Se há um contraste que descreve Ricardo Martins pode ser o contraste entre delicadeza e vigor. Munido da sua bateria e de um sintetizador modular para acompanhar a voz – com cânticos ou súplicas de outrora – Martins conduziu uma plateia atenta, sossegada e imersa num estado de sonambulismo catártico e guiado pelas coordenadas sonoras de um dos mais versados bateristas portugueses. Com pouca luz, viam-se apenas os realces dos aplausos demorados e, sem que déssemos por isso, já tinha acabado. Há momentos que parecem eternos, infindáveis de tão longos (como se uma vida coubesse neles) e passam assim: mais rápido do que conseguimos perceber.

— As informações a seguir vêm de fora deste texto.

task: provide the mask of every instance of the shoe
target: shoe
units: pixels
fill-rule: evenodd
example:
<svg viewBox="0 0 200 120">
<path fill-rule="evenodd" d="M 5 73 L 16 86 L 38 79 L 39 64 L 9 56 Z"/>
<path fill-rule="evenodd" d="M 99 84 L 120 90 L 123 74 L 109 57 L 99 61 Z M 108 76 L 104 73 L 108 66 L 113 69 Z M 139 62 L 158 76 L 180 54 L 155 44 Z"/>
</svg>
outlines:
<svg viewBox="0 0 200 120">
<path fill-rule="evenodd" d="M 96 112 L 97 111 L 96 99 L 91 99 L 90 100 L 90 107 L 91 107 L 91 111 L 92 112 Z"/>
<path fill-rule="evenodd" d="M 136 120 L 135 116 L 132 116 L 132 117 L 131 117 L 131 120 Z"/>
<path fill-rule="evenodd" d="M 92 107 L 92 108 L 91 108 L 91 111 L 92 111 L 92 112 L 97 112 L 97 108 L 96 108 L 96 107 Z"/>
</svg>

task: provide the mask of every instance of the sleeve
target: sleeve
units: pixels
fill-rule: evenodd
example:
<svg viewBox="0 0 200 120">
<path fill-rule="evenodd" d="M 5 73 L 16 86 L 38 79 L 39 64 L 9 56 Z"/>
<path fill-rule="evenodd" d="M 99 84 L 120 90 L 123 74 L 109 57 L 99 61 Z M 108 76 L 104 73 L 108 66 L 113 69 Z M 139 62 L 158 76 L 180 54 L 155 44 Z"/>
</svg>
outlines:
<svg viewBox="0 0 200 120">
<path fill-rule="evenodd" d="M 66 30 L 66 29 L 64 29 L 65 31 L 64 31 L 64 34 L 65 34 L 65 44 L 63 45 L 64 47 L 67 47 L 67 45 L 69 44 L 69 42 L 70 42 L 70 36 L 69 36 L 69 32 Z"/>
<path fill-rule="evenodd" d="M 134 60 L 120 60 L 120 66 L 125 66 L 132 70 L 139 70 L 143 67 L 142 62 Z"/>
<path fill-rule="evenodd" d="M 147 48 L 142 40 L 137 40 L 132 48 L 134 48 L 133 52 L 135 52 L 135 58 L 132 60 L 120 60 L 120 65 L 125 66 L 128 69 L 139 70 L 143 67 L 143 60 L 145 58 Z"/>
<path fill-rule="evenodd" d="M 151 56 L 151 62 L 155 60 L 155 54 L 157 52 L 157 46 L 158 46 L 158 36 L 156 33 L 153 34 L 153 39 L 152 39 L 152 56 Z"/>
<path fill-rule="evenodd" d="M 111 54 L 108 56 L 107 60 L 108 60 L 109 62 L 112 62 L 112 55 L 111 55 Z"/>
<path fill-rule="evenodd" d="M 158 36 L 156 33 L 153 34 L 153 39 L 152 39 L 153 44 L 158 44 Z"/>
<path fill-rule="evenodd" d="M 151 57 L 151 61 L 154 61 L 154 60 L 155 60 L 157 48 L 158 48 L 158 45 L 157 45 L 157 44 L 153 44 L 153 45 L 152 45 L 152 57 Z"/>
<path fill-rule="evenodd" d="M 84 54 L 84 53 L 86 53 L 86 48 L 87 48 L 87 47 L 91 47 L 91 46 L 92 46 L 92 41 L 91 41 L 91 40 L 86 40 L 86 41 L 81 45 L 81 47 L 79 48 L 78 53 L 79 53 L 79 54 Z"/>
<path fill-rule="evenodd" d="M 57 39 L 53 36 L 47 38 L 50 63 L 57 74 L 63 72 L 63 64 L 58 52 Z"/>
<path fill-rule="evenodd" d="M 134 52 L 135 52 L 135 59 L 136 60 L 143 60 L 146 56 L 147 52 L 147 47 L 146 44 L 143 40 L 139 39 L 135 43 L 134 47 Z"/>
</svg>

No CIAJG ainda houve tempo para Anna B Savage, mas as nossas atenções estavam todas centradas para os atos que teriam lugar à noite no CCVF. Por lá, a dupla Fura Olhos, que junta a jovem Inês Malheiro ao mui experiente Miguel Pedro, serviu ao público a primeira apresentação do disco homónimo.

Ao longo dos temas do disco e de um ou outro momento improvisado, Fura Olhos presentearam-nos com um dos concertos mais afáveis e sedutores de todo o festival. Fosse com a guitarra ou o portátil de Miguel Pedro ou até com a voz que Inês Malheiro, que também tinha recursos diante si para a modificar, víamos nos dois uma concentração sem par – em Inês, por exemplo, via-se olhos fechados num estado de absoluta absorção contagiosa. Tão contagiosa quanto as ambiências, os poemas, as cordas e as vozes que se iam ouvindo durante aquela hora.

Já a música de Lorenzo Senni, nome que se sucedeu no mesmo palco, é muito mais difícil de compreender, o que não quer dizer, no entanto, que não seja igualmente contagioso. Aliás, o próprio era de tal forma contagiante que foi possivelmente um dos atos mais aplaudidos do dia e, mais ainda, um dos nomes que mais se mexeu em palco, provando que ele mesmo vibra com as suas produções e temas. A passar por temas do álbum “Scacco Matto”, lançado em 2020 pela Warp, o italiano mostrou todo o seu abstracionismo, as suas inspirações que possivelmente incluem videojogos e uma irreverência notável. Não é para todos – não é para mim – mas a sua peculiaridade é incontornável.

Do CCVF seguimos para a última paragem desta viagem, no São Mamede CAE, onde, sejamos sinceros, nem sequer tirámos notas, mas onde já não tivemos as esperas do primeiro dia. Afinal, quando chegámos ao clube, ainda estivemos uns poucos minutos na fila e, ao entrar, já Giant Swan tinha começado. E mais do que isso, a dupla britânica, num frente-a-frente formado por uma relação homem-máquina, não nos deixou sequer pensar em apontar pormenores daquela tão fervilhante atuação.

Com uma atitude altamente punk que bebe de mundos como techno ou industrial, o duo de Bristol não deixou ninguém arredar o pé, fosse pelos kicks pujantes ou pelas vozes modificadas por pedais e outros efeitos. No fundo, foi uma atuação tão intensa, encantadora e viciante que ainda hoje queremos encontrar uma máquina de tempo para voltar a ouvir este momento vezes sem conta.

Daí, e tal como no dia anterior, dois DJs encheram-nos as medidas por completo e, a par de Giant Swan, não deram sequer espaço para respirar. Por ali, vivia-se uma intensidade de clube bem séria, movida por batidas aditivas e elegantes. O primeiro a subir à cabine foi Lee Gamble, que por entre dubstep e techno assinou um set irrepreensível – isto se a minha memória envolvida pela escuridão e pelos passos de dança não falha. Depois, DJ Lynce foi também ele exemplar, viajando por discos sérios de movimentos como jungle e drum’n’bass – quem sabe até UK hardcore, é possível, mas não me lembro, tal era a intensidade deste nome forte do cenário portuense.

Repare-se: o Mucho Flow é festival extremamente rico, quer pelo cartaz, quer pela forma como põe Guimarães a acolher um evento que atrai melómanos destes campos da eletrónica. Mas mais do que isso, é um festival que sabe o sítio e a hora para cada uma das atuações, provendo o público com concertos introspetivos (e não só) ou, por outro lado, com DJ sets altamente estimulantes. E sempre com muito, muito flow.